No strain of the coronavirus has dominated the news like the Delta variant, a highly contagious mutation that is fueling a rise in COVID-19 cases and hospitalizations. As the pandemic continues to surge, you may wonder whether you can get a test to see which strain of the coronavirus you were exposed to.
That information isn’t readily available for much of the population, says Karen Roush, MD, vice-chair of pathology for Methodist Health System. Most COVID-19 tests are not designed to detect these molecular differences.
“That was purposeful, so we could identify COVID-19 even when the virus changes,” she explains. “There are some tests out there that look for known variants, but the problem with that is they won’t tell you if there’s something new.”
Instead, scientists largely rely on genome sequencing to identify and classify the emerging mutations of the virus. The process costs more time and resources. It also requires a certain amount of the virus to be present in the testing sample.
“From an individual patient’s perspective, knowing which variant caused the infection doesn’t really make any difference in the care or treatment that you receive,” Dr. Roush explains.
The area in which it matters more, she says, is research.
EXPERTS NEED TO KNOW
For epidemiologists, identifying different variants provides a treasure trove of valuable information.
It helps researchers understand how the virus is changing and how mutations affect the infection rate and severity of the disease, Dr. Roush says.
As of early August, health officials say Delta is the variant responsible for more than 90% of all COVID-19 cases in the U.S. — a meteoric jump from 3% in June, Dr. Roush says. This demonstrates that the genomic changes seen in Delta have led to changes in the way the virus invades and replicates in the body.
“The good news is that Delta does not seem to be substantially more severe in terms of disease or mortality,” she says.
Tracking the evolution of the virus also helps scientists measure the effectiveness of existing vaccines and their ability to protect those who have taken them.
And thanks to recent data, experts now know that fully vaccinated people who nonetheless get infected are capable of transmitting the virus to others.
“That’s why we’re seeing re-masking recommendations,” Dr. Roush says. “And that’s primarily to protect the people around us, including kids who don’t even have the luxury of being offered the vaccine right now if they’re under 12.”

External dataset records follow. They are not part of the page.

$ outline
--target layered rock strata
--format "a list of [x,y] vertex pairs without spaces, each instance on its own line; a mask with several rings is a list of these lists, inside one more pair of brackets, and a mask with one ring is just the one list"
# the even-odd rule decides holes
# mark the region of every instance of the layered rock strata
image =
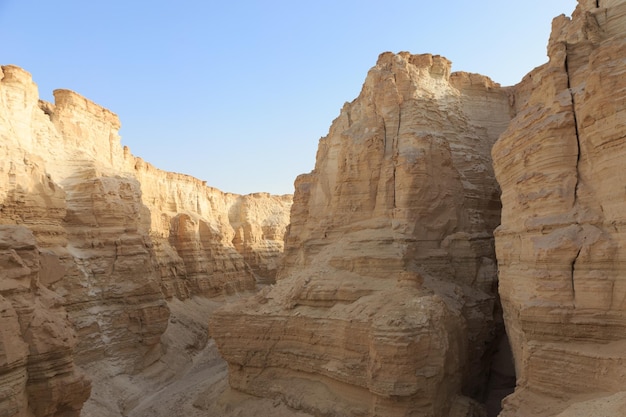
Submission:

While Delta has led to some breakthrough infections and symptomatic disease, all three authorized vaccines are still effective in preventing severe infections and death, Dr. Roush says.
THE BIGGER PICTURE
Various laboratories are performing genome sequencing of patients throughout the country. Coupled with findings from testing local wastewater sources, experts can puzzle together an aggregate picture.

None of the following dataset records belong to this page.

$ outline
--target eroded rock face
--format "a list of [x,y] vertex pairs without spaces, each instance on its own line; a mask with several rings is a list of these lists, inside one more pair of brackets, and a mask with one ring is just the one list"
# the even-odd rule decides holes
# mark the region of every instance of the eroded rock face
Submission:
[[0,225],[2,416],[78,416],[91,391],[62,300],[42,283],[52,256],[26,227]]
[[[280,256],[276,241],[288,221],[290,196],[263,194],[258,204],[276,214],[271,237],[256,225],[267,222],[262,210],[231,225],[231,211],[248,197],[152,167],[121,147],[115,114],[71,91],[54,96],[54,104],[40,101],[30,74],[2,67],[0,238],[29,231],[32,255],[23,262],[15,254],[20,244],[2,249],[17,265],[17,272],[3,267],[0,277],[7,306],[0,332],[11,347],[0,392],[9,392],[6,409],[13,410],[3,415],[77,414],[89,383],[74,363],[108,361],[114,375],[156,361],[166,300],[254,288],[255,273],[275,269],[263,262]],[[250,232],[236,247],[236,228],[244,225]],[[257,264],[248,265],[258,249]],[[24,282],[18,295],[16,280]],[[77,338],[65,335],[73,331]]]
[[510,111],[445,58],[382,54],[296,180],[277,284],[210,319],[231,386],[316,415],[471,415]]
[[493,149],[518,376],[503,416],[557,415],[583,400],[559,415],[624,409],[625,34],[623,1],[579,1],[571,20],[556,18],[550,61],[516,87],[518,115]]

According to epidemiologists, Delta is dominating the map of outbreaks, making it “the fittest” version of the coronavirus yet. It’s able to infect more people with smaller exposures.

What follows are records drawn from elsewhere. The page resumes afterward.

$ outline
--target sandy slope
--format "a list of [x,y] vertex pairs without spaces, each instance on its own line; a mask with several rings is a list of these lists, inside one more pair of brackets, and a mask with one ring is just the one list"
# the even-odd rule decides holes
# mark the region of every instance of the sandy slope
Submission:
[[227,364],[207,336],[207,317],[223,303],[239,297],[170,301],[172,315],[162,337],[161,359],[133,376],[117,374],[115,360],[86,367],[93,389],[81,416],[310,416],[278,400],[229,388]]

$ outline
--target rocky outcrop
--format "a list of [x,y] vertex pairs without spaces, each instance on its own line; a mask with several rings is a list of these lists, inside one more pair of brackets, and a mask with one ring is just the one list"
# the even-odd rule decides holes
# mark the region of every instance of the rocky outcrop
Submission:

“Because it is so transmissible, people are just not going to be able to avoid some sort of exposure,” Dr. Roush says.
Researchers will have to pay close attention to see what form, if any, the virus will take next and whether a more tailored vaccine will be needed to target the Delta variant.
But for now, COVID-19 patients who are curious about a specific variant don’t have to worry about how that affects their treatment.
“As of now, your care, wherever you go for COVID-19 treatments in the U.S., will be the same, regardless of the variant,” Dr. Roush says.